If the New Zealand experience is any indication, adequate control of this leafroller can be achieved more effectively through a vigorous program of biological control and the use of selective insecticides for other pest species. That approach identified a need to introduce natural enemies to attack light brown apple moth through all stages of development. The focus on introductions to address parasitism gaps, especially those targeting the late larval and pupal stages, proved to be highly effective. Further exploration of natural enemies in New Zealand may yield guidance for possible parasitoid importations to North America.
As New Zealand has already found, it is unlikely that any one parasitoid will be so specific that it attacks only light brown apple moth. Therefore, any introduction of natural enemies into California must be preceded by a careful cost-benefit analysis.

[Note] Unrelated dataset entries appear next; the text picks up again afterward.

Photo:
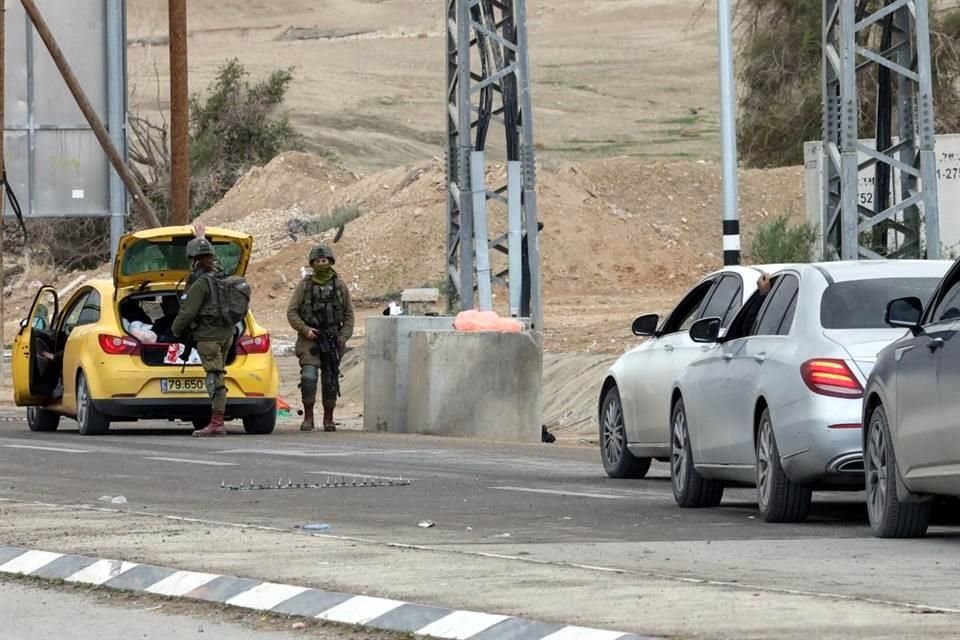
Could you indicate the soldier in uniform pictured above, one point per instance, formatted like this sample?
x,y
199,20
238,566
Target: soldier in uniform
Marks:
x,y
321,313
200,318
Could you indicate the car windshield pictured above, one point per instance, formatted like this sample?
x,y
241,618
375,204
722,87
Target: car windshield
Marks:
x,y
862,304
145,256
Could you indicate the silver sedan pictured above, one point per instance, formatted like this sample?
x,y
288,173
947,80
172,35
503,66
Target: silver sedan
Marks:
x,y
912,414
776,402
634,400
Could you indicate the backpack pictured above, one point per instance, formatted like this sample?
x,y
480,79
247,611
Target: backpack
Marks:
x,y
230,298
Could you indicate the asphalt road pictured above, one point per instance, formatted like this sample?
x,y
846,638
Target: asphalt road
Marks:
x,y
543,502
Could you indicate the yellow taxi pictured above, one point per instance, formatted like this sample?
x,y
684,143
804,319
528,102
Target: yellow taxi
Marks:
x,y
105,354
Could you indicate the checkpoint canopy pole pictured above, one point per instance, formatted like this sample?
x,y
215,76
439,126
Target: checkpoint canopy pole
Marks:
x,y
728,136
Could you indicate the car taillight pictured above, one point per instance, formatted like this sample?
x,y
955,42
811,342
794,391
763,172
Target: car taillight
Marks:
x,y
830,377
254,344
117,346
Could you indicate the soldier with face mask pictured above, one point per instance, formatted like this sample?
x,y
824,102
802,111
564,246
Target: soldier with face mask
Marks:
x,y
200,317
321,313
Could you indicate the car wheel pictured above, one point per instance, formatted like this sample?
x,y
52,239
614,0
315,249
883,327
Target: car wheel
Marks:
x,y
40,419
618,462
778,498
890,516
92,422
260,424
690,489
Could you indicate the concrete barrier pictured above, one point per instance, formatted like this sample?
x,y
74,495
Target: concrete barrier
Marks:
x,y
387,340
478,385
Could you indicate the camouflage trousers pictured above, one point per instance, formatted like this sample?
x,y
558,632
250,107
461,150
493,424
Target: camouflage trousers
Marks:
x,y
213,356
314,373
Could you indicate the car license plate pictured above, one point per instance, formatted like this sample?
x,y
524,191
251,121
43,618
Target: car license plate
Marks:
x,y
182,385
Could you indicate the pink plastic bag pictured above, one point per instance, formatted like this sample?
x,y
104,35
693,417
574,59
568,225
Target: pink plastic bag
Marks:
x,y
473,320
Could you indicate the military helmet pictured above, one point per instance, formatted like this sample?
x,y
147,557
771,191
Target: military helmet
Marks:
x,y
199,247
321,251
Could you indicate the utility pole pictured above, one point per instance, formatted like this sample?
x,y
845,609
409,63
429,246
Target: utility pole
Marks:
x,y
894,40
3,185
179,115
103,137
728,136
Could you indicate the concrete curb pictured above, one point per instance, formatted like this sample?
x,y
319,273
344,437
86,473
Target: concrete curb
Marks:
x,y
378,613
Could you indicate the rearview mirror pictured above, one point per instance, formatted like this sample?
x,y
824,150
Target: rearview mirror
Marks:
x,y
705,330
904,312
646,325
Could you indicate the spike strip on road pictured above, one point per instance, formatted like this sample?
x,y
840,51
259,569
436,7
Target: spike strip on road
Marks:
x,y
378,613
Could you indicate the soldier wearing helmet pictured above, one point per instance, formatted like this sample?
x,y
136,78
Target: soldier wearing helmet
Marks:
x,y
321,312
200,319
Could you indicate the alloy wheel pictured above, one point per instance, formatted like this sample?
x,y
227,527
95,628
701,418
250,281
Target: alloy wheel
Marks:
x,y
613,431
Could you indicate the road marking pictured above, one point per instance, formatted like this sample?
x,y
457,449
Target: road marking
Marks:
x,y
583,633
360,610
39,448
265,596
461,625
102,571
209,463
180,583
29,562
354,475
556,492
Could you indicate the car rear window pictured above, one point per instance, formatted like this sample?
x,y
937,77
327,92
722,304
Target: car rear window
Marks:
x,y
862,304
145,256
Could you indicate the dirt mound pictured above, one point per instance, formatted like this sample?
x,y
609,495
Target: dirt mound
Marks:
x,y
614,228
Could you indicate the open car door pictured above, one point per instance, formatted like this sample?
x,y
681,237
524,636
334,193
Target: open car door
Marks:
x,y
35,378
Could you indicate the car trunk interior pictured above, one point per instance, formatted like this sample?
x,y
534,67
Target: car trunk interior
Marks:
x,y
148,318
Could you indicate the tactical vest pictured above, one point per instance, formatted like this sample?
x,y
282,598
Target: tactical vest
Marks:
x,y
322,305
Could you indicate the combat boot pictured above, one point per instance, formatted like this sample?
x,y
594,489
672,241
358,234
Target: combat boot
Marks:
x,y
307,424
214,429
328,423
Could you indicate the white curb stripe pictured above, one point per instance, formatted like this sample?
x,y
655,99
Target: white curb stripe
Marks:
x,y
180,583
583,633
461,625
360,610
102,571
29,562
266,595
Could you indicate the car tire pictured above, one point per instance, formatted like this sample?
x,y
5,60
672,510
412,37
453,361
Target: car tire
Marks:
x,y
260,424
778,498
618,462
690,489
92,422
890,516
40,419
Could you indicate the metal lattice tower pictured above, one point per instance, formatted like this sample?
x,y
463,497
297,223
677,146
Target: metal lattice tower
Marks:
x,y
892,39
488,83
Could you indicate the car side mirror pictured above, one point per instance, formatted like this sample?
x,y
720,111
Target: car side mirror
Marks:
x,y
646,325
705,330
904,312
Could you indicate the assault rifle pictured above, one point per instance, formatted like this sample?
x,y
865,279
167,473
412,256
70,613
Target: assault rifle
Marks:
x,y
328,342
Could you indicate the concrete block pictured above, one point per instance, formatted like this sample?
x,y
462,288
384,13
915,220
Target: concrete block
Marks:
x,y
386,369
486,385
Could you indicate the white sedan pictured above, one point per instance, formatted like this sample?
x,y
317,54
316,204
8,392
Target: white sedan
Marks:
x,y
634,403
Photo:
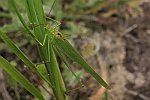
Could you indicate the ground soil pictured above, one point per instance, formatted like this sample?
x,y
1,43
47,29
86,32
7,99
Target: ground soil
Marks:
x,y
121,56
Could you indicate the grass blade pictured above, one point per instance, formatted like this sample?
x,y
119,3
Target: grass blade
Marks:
x,y
64,46
20,54
19,78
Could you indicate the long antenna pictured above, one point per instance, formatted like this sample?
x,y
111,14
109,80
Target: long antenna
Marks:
x,y
51,8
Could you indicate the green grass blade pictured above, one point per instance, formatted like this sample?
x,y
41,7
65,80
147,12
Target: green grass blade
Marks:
x,y
66,48
19,15
20,54
55,73
19,78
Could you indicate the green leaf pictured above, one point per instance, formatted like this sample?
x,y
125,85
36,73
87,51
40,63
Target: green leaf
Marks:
x,y
64,46
19,78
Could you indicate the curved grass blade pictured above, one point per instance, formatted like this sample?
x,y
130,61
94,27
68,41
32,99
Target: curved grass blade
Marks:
x,y
19,78
64,46
21,55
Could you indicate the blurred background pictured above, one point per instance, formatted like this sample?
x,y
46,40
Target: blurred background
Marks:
x,y
112,35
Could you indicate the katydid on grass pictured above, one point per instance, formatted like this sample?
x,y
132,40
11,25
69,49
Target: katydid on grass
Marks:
x,y
62,45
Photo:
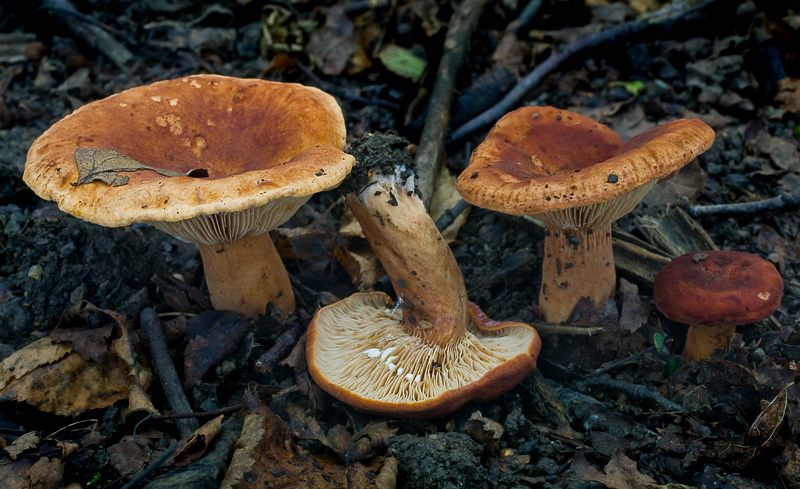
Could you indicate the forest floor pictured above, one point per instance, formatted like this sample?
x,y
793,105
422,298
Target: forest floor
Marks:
x,y
617,408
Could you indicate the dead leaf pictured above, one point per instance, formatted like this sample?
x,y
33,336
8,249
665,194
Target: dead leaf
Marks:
x,y
266,456
104,164
487,432
25,442
770,419
619,473
53,377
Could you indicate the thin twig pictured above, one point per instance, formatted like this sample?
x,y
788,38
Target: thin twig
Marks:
x,y
634,391
784,202
213,412
166,371
279,350
430,153
451,214
165,455
666,15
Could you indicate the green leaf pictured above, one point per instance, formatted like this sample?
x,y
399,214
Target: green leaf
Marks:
x,y
104,164
402,62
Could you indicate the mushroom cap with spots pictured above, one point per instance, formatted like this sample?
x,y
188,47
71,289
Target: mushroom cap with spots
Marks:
x,y
261,143
712,288
542,159
359,351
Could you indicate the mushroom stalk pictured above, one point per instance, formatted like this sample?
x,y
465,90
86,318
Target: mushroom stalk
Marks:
x,y
424,274
702,341
246,274
577,263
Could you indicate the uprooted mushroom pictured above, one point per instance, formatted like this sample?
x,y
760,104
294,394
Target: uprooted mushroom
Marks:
x,y
433,350
578,177
263,147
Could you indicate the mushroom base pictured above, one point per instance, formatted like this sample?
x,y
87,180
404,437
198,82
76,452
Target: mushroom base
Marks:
x,y
703,341
576,264
246,274
359,351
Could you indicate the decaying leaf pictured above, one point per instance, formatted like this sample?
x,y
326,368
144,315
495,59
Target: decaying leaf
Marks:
x,y
487,432
266,456
104,164
767,423
195,445
68,373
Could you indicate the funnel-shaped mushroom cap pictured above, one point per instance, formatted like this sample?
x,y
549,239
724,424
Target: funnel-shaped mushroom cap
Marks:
x,y
542,159
259,141
360,352
718,287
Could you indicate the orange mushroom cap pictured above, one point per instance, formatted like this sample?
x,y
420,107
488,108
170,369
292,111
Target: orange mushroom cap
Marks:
x,y
260,141
718,287
543,159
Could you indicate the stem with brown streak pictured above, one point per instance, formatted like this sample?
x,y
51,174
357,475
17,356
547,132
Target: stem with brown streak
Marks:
x,y
244,275
422,269
577,263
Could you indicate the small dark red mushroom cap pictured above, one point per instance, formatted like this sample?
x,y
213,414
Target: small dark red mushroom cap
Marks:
x,y
718,287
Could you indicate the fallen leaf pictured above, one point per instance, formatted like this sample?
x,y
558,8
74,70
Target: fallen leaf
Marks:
x,y
332,45
104,164
619,473
52,376
267,456
25,442
487,432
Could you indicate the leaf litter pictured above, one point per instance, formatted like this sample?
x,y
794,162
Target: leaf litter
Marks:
x,y
741,413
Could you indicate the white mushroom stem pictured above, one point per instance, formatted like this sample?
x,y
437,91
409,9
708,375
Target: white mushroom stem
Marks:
x,y
418,261
577,263
702,341
245,274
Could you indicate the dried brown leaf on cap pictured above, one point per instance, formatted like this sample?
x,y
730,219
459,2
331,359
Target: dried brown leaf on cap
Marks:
x,y
105,165
267,147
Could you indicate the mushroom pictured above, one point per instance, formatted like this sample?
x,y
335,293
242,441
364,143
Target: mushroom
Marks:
x,y
266,148
713,292
433,350
578,177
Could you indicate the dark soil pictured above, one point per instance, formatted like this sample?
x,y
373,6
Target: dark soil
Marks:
x,y
615,409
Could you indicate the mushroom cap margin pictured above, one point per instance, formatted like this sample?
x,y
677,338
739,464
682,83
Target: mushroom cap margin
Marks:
x,y
490,385
247,164
505,175
725,287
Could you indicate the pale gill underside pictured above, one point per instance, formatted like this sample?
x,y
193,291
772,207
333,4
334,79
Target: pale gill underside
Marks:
x,y
229,226
387,364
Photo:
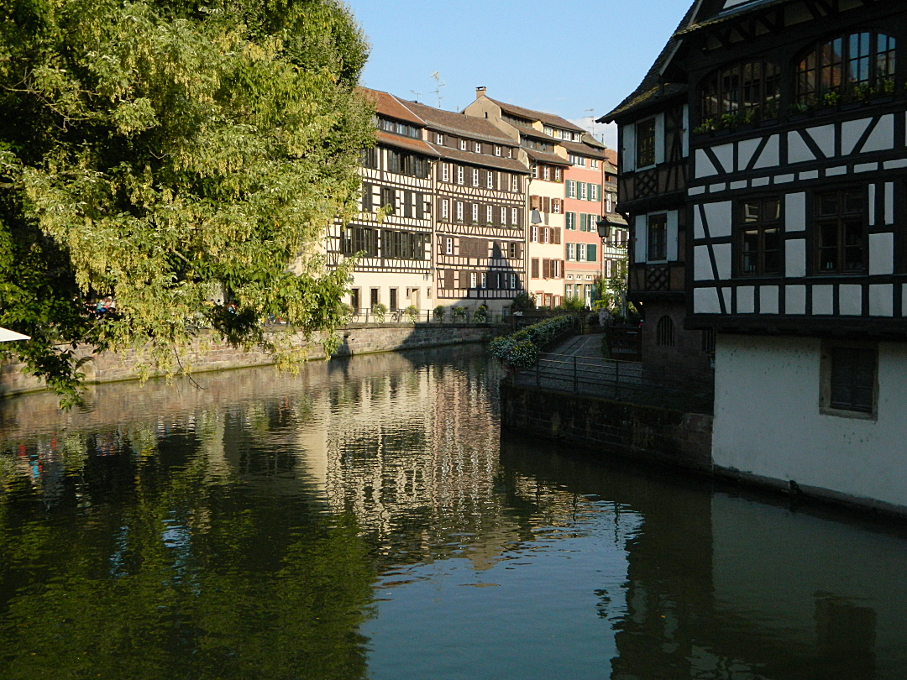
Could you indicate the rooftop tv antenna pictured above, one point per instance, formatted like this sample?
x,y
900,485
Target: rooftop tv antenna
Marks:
x,y
438,85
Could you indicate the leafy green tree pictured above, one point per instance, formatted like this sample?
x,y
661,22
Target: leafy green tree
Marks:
x,y
161,150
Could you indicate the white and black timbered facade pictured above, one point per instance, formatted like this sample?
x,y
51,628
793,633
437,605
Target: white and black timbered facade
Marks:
x,y
394,265
480,212
797,203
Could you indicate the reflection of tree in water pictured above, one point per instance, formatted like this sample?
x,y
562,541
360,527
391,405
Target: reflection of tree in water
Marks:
x,y
154,573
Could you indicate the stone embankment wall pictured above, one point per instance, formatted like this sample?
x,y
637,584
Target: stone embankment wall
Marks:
x,y
624,429
207,354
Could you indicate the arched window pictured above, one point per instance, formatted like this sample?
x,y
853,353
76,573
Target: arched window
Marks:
x,y
850,68
664,332
750,90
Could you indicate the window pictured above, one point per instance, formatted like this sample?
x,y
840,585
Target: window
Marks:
x,y
759,239
658,237
664,332
751,90
840,232
645,143
369,158
849,378
388,199
852,67
360,239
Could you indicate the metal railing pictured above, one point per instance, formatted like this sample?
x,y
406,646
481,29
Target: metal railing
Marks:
x,y
665,387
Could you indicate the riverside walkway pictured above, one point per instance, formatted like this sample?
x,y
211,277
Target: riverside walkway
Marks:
x,y
577,366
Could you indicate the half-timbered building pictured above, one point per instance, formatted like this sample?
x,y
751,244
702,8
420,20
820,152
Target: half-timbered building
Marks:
x,y
394,268
480,210
540,136
796,200
653,137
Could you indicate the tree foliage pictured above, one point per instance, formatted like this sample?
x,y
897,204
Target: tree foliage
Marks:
x,y
158,150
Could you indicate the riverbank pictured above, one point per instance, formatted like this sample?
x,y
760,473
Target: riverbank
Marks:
x,y
206,353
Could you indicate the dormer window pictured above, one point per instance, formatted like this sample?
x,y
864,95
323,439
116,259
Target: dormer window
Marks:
x,y
748,91
852,67
645,143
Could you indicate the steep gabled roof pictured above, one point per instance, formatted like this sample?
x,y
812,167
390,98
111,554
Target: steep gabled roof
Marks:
x,y
652,89
388,105
549,118
459,124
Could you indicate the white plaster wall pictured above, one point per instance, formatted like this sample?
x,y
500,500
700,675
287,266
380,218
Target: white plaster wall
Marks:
x,y
768,423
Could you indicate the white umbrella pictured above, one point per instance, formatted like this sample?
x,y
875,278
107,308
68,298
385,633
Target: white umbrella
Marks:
x,y
7,335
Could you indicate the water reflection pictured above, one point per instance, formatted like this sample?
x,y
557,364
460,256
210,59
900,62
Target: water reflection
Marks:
x,y
366,519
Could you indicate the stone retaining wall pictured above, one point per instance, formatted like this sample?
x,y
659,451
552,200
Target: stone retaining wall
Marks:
x,y
207,354
611,427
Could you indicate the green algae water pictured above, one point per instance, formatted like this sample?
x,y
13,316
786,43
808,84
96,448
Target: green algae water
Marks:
x,y
366,519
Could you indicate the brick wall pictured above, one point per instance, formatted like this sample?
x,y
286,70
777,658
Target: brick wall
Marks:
x,y
611,427
205,353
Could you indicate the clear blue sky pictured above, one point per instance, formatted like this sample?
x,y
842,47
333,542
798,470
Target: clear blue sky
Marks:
x,y
560,57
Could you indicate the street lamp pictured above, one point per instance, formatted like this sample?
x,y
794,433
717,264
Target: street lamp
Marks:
x,y
607,231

Light brown apple moth is a polyphagous insect, feeding on many plant species, and some native leafrollers may occupy the same niche. The benefit of suppressing populations of light brown apple moth and allowing reduced use of insecticide must outweigh possible adverse impacts on populations of endemic moths and natural enemies. This is an issue that must be carefully considered in the development of a strategic plan for the long-term management of this pest in California.